And yet, and yet — with Donald Trump, the story always had a twist.

Only a few weeks ago, he seemed doomed to a clear defeat, and perhaps even a landslide humiliation. But as the election loomed, his demonic energy returned. He campaigned as if his life depended upon it, a stark contrast with his somnambulant rival Joe Biden.

Mr Trump was nothing if not resilient and as the results poured in on Tuesday night, it was obvious that much of the old magic remained and his core support base held strong.

Among enormous swathes of the American electorate, his full-throated, tub-thumping patriotism, his disdain for metropolitan liberalism, his scorn for Black Lives Matter and his relentless promises of economic prosperity clearly struck a chord.

More than any Republican candidate in my lifetime — including Ronald Reagan who was dubbed the Great Communicator — he had an unmatched ability to reach ordinary, blue-collar, white Americans. 

Indeed, Tuesday’s results show that he actually increased his support among black and Latino men — a sensational achievement for a candidate so often accused of racism.

Too often, his critics simply dismissed him as a prejudiced, demagogic buffoon.
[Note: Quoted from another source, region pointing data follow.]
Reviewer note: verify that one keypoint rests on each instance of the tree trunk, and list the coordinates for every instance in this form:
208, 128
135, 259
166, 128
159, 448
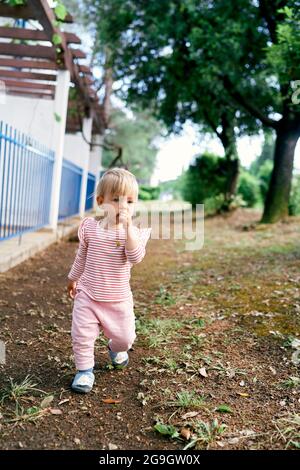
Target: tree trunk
277, 199
228, 139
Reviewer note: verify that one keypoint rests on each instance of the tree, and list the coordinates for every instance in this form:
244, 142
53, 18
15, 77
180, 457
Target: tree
212, 56
136, 136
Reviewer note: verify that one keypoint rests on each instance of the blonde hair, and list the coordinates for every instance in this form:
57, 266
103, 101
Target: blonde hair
117, 181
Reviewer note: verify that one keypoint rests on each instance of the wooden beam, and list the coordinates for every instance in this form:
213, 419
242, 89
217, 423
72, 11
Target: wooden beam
28, 64
85, 69
77, 53
31, 94
25, 12
25, 75
23, 50
29, 85
33, 35
45, 15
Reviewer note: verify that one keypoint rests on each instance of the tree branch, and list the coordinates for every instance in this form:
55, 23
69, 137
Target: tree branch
239, 98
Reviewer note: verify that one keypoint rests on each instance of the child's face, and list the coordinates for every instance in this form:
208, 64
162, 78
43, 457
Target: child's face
112, 204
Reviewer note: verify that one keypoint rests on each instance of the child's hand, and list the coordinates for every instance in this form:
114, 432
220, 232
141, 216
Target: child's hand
125, 217
71, 289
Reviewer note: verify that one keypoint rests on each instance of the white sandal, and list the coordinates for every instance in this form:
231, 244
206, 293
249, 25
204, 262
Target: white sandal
83, 382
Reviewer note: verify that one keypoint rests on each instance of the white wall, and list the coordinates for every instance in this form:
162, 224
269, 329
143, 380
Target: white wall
36, 117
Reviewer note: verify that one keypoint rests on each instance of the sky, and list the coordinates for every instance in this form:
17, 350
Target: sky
177, 153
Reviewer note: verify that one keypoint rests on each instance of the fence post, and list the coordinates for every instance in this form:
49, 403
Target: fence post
87, 132
98, 141
60, 117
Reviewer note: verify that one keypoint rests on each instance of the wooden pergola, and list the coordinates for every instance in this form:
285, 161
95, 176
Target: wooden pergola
29, 68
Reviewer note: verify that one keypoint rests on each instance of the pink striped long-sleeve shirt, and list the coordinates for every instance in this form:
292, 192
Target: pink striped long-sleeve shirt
102, 266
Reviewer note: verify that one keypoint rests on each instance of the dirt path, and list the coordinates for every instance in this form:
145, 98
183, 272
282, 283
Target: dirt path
212, 363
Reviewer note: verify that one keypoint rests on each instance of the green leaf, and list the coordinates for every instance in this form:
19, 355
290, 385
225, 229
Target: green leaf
166, 430
224, 409
56, 39
60, 11
57, 117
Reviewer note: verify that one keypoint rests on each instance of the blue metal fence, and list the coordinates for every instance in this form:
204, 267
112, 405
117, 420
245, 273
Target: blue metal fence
70, 187
26, 169
91, 183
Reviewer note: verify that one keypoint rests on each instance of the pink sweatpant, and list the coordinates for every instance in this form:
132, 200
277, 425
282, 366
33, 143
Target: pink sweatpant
116, 319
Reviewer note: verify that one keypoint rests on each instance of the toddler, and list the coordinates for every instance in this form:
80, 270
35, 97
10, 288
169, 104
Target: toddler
99, 277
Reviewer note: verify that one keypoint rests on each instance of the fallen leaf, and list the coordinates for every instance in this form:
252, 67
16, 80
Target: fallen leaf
111, 401
186, 433
233, 440
46, 402
190, 414
112, 446
203, 372
64, 401
55, 411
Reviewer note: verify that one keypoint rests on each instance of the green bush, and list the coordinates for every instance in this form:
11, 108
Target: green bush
147, 193
205, 178
249, 188
294, 202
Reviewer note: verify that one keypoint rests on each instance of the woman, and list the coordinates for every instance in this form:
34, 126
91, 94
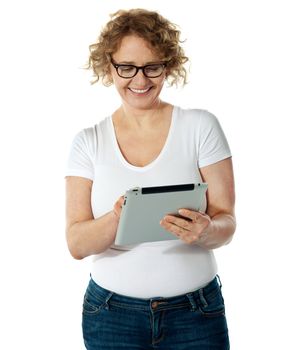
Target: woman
162, 295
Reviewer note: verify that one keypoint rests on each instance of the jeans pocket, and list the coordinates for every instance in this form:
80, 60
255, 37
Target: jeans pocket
214, 305
92, 305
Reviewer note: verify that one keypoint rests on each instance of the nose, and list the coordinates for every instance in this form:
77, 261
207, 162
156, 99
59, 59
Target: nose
140, 77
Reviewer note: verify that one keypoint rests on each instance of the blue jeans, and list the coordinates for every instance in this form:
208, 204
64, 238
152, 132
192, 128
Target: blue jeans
195, 320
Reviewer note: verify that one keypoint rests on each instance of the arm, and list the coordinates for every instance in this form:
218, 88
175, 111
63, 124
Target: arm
217, 226
86, 235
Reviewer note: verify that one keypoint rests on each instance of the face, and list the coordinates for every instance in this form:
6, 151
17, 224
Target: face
139, 92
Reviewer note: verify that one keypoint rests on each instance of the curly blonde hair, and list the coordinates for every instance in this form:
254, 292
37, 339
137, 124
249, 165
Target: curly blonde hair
161, 34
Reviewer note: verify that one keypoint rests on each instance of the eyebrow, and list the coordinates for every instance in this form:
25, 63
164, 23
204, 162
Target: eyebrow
131, 63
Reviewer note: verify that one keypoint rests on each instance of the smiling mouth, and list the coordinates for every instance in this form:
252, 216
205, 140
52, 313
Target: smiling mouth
140, 91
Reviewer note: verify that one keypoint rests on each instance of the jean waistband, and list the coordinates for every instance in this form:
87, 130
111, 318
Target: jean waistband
199, 296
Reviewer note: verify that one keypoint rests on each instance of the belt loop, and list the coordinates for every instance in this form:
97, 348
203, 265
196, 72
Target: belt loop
107, 299
190, 297
219, 281
202, 298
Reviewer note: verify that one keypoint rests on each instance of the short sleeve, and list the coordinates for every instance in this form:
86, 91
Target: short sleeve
81, 158
213, 145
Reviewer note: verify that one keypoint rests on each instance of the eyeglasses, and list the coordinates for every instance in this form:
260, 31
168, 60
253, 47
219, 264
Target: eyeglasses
128, 71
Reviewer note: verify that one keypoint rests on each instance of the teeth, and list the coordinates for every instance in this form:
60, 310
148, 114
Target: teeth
139, 91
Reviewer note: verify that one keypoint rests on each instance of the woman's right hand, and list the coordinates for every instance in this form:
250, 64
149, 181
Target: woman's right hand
118, 207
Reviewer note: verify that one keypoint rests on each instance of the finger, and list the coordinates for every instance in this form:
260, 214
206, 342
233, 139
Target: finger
183, 223
194, 216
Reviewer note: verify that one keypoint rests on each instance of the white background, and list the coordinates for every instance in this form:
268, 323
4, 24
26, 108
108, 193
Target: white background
241, 71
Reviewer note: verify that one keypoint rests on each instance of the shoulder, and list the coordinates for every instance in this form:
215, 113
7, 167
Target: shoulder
197, 116
90, 134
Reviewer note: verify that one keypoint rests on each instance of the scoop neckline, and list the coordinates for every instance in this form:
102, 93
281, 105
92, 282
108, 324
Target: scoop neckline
159, 156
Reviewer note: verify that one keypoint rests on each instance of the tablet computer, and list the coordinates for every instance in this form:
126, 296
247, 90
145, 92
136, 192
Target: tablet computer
145, 207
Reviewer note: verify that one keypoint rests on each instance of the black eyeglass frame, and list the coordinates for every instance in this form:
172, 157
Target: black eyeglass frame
117, 66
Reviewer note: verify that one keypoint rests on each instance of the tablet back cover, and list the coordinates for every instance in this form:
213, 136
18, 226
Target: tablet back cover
144, 208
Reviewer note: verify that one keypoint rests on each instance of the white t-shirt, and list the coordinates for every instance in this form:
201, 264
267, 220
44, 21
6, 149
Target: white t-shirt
154, 269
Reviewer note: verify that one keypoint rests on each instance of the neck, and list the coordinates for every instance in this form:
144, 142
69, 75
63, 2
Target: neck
139, 118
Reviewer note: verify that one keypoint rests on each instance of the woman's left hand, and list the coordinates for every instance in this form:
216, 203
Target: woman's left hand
192, 227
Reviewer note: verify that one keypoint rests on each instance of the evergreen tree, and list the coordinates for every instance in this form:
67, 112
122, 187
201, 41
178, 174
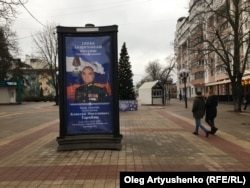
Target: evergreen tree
126, 87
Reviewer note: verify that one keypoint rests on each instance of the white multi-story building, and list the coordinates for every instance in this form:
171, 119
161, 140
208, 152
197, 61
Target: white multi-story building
206, 70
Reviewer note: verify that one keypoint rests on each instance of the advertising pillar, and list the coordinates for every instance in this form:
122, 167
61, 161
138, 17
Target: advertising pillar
88, 87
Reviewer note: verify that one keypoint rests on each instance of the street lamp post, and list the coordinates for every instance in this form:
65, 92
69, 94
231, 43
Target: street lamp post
183, 75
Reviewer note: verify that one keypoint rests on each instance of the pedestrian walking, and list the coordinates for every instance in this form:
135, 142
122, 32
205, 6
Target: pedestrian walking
247, 100
211, 111
198, 110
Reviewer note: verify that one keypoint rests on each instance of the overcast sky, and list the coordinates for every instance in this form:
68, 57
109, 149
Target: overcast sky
147, 26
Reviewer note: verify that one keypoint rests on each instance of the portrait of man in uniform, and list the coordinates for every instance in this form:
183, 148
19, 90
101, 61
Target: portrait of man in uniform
90, 91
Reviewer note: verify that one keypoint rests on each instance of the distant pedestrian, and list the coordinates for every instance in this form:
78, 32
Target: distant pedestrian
246, 100
211, 111
198, 110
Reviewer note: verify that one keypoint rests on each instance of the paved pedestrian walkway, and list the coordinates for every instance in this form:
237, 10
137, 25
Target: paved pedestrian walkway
155, 138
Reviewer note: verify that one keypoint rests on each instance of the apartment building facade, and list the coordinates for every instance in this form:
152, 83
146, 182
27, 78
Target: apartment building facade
206, 70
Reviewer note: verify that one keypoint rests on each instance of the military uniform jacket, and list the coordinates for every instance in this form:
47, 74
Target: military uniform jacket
90, 93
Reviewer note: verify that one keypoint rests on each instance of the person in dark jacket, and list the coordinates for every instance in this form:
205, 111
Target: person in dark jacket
198, 110
211, 111
90, 91
247, 100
There was always an element of truth to this, of course — as exemplified by that press conference in the early hours of Wednesday morning. But there was always more to his appeal than that.

I have never been a Trump fan. I was horrified when he won the presidency, and deplore his divisive political style.

But he would never have won the presidency in the first place — and would never have come so close to a second stunning upset this week — if he had not been on to something.

Mr Trump was that rare beast, a genuine political phenomenon. He was not just a millionaire with the common touch. He had an unparalleled ability to channel the passions of a section of the population that felt ignored, disdained and forgotten by Washington’s elite.

So if this is the end of Donald Trump, perhaps it is not the end of what he represents. Let us not forget that almost half of all Americans, after all, wanted him to remain as President. They are not going away, and their feelings will find another vehicle.

And perhaps the soap opera may have yet another twist. As I write, Mr Trump is still clinging on to the possibility of survival — and with lawsuits pending, this may not be the end after all. He is nothing if not a fighter. He has made it clear he will not accept defeat meekly.

And even though few legal experts, even in his own party, think he has a case, he seems determined for the moment at least to contest the election to the bitter end, all the way to the Supreme Court.

In any case, whether it is in January 2021 or January 2025, he will surely leave the presidency as he entered it. Shouting, brawling, jostling for attention — a people’s champion to some, a demagogic racist to others.

People will be arguing about him for centuries to come. And that, of course, is just as he would like it.